The Scottish government’s flagship minimum alcohol pricing plan has been labelled a failure after it failed to change the drinking habits of those suffering from the worst effects of alcoholism.
Public Health Scotland (PHS) reported minimum unit pricing (MUP) led to some people cutting back on food and energy.
All licensed premises in Scotland have had to charge a minimum of 50p per unit of alcohol since MUP was introduced in May 2018.
The Scottish government said it would review the final evaluation report from PHS before drawing conclusions. It was introduced in an attempt to reduce alcohol-related harms, including death, crime and unemployment, by raising the price of the cheap, off-trade alcohol purchased in supermarkets and off-licences.
HoweverChristopher Snowdon, head of lifestyle economics at free-market think tank the Institute of Economic Affairs, said the report should be the “final nail in the coffin” for the policy.
He said: “This policy was portrayed as being carefully targeted at harmful drinkers and yet this official evaluation has found no evidence that harmful drinkers have reduced their alcohol consumption or experienced any health benefits. Instead, as critics of minimum pricing warned, many of them have switched from cider to spirits – vodka, in particular – with some family members reporting increased levels of intoxication and violence.
“The report also notes some predictable unintended consequences, including heavy drinkers cutting down their spending on food and borrowing more money. As the authors note, ‘reducing alcohol consumption was a last resort’.
“These findings are all the more powerful coming from academics who had previously supported minimum pricing. The Scottish Government will try to put a brave face on it, but there is now little doubt that minimum pricing has been a failed experiment that has cost Scottish consumers £270 million.”
Professor John Holmes, who led the research, said previous studies had shown minimum pricing had reduced alcohol sales but this one showed “that people with alcohol dependence responded to MUP in very different ways”.

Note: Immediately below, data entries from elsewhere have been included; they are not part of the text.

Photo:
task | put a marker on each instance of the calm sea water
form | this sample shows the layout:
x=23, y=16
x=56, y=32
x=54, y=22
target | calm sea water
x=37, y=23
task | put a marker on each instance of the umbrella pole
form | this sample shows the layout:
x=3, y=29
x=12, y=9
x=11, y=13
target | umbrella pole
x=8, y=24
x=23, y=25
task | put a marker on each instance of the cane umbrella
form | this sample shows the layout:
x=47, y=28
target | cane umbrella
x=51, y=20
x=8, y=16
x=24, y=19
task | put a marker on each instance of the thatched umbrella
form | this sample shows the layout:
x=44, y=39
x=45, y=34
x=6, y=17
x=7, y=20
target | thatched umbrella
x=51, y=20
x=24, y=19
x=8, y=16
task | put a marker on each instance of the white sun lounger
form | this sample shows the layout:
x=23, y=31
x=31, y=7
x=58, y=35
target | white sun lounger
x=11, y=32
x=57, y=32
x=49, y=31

Helen Chung Patterson, PHS public health intelligence adviser, said people who drank at harmful levels were a “diverse group with complex needs” who could have multiple health and social problems.
“They are therefore unlikely to respond to MUP in one single or simple way,” she said. “Many are likely to drink low-cost high-strength alcohol affected by MUP and are at greatest risk from their alcohol consumption.
“This population therefore have the potential to benefit the most from MUP but may also continue to experience harms.”